Nicholas Kristof, writing for the New York Times, shares what he learned about the Muslim Brotherhood, Egypt’s dominant political party, during a recent visit to Cairo. A couple of the Brotherhood’s activists invited him to their home for dinner, where he interviewed the hostess, a well-educated young woman named Sondos Asem. Sondos, who wrote her master’s thesis on social media, helps manage the organization’s English-language Twitter feed, @Ikhwanweb. She wore a hijab during the interview with Kristof.

Kristof does not say how he met Sondos and her husband. It is not unlikely that they were introduced by the Muslim Brotherhood itself. Interviews with New York Times columnists are not to be left to chance.

Here is, in a nutshell, what Sondos had to say about the Brotherhood:

  • Women are not repressed or marginalized. Fifty percent of the Brotherhood are women. Many of the Brotherhood’s Parliamentary candidates are women.
  • The Brotherhood is opposed to female genital mutilation (circumcision), which is inflicted on the vast majority of Egyptian girls.
  • The Brotherhood believes that illiteracy, lack of education, and poverty are obstacles to improving the status of women.
  • The Brotherhood is not planning any changes in the laws about alcohol (which is currently tolerated) or the veil (which is not required).
  • The Brotherhood’s priorities are economic ones, and its politics are moderate. The peace treaty with Israel will be respected, and Egypt will continue to have good relations with the U.S.

Eric Trager, writing for The New Republic a week after Kristof’s article appeared, asks, “Where did Nick Kristof get the idea that the Muslim Brotherhood is moderate?”

During his own recent trip to Egypt, Trager interviewed seven recently elected parliamentarians from the Muslim Brotherhood. One of them, Saber Abouel Fotouh, had on his office wall a huge anti-Zionist banner showing an image of a burning Israeli flag. When Trager asked him about it, he replied, “We burned [the flag] for our soldiers and for Gaza, and we will burn it again and again if they infiltrate anything in the region.”

All seven of these MPs, Trager reports, “share a commitment to theocratic rule, complete with a limited view of civil liberties and an unmistakable antipathy for the West.” All law, in their view, should be based on a pragmatic interpretation of sharia, with a particular emphasis on reinstating certain prohibitions.
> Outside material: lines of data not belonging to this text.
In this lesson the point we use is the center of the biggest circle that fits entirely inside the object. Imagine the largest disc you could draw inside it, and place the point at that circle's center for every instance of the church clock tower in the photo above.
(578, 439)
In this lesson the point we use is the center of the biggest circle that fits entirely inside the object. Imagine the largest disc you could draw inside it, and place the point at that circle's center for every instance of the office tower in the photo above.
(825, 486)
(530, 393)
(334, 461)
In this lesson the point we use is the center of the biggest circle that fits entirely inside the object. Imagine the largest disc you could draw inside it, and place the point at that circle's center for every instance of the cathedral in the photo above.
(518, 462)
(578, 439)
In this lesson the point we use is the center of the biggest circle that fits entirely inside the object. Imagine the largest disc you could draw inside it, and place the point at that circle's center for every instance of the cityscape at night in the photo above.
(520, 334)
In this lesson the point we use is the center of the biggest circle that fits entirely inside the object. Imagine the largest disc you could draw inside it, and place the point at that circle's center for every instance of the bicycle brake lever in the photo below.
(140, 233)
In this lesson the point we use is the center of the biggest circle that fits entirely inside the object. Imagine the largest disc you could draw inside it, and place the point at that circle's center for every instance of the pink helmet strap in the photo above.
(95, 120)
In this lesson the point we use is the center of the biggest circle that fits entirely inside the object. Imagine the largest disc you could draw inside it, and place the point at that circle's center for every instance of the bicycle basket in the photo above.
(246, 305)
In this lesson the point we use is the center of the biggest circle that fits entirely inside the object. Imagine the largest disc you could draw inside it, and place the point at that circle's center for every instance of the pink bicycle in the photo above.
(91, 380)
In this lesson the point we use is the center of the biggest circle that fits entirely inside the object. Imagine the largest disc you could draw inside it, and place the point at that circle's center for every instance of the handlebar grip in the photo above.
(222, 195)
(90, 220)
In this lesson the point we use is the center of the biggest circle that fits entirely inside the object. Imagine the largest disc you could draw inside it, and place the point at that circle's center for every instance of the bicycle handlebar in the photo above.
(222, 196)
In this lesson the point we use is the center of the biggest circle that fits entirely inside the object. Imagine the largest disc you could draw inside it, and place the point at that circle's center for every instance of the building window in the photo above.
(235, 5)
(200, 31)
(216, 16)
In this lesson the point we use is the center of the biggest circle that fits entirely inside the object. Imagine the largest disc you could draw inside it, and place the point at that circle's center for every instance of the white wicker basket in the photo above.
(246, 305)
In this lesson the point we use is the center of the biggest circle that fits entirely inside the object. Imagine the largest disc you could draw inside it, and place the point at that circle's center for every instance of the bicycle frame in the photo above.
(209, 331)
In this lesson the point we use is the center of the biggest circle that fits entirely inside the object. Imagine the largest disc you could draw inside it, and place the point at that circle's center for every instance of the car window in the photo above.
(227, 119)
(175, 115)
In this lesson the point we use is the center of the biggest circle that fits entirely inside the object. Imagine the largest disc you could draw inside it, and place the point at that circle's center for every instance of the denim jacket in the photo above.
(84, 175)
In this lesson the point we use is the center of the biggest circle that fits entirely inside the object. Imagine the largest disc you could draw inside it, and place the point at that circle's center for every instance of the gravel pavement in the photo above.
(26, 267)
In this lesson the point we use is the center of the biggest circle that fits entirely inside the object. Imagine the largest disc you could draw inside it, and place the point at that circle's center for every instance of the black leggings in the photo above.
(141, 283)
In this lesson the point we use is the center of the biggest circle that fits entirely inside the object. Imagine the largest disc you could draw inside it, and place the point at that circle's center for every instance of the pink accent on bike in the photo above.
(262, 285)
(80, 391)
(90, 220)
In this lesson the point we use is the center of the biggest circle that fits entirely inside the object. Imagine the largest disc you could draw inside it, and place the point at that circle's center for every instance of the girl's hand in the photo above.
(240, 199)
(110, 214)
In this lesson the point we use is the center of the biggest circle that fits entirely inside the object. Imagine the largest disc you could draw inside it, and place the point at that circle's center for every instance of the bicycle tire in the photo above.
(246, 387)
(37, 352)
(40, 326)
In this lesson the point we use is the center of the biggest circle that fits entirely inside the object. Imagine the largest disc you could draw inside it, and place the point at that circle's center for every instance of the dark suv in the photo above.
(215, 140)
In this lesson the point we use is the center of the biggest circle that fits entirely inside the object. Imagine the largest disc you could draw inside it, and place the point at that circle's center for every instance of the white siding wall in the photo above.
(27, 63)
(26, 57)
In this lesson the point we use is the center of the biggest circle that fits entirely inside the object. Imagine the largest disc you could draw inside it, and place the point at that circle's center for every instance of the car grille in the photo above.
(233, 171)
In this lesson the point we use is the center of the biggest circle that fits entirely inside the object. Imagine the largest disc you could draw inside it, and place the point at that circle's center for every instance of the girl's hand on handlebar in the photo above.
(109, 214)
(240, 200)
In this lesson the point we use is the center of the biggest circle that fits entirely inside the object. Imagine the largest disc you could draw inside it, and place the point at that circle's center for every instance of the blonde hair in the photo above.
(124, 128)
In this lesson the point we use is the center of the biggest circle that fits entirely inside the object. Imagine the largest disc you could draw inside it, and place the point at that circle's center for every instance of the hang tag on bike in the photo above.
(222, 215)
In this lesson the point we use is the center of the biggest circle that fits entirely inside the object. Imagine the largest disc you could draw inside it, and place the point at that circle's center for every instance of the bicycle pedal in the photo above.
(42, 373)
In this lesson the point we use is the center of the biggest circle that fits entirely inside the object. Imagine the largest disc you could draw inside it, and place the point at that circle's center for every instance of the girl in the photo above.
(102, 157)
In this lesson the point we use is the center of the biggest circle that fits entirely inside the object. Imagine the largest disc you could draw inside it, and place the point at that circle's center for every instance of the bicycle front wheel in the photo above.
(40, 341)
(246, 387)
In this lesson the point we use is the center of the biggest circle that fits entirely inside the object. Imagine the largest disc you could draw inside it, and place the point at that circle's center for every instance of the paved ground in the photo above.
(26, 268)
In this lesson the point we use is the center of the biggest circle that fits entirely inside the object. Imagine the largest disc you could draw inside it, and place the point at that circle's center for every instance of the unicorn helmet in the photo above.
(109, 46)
Among these are the bans on alcohol consumption, on “immodest” women’s dress, and on criticism of Islam (blasphemy).

One of the parliamentarians, Essam Mukhtar, told Trager, “There is no ultimate freedom, because your freedom ends at the freedom of other people. And if I humiliate things that you respect, I violate your freedom.” When Trager mentioned a recent Salafist call for holy war against the Jews, Mukhtar suddenly became, in Trager’s words, “a civil libertarian” and replied, “People are free to say what they want.”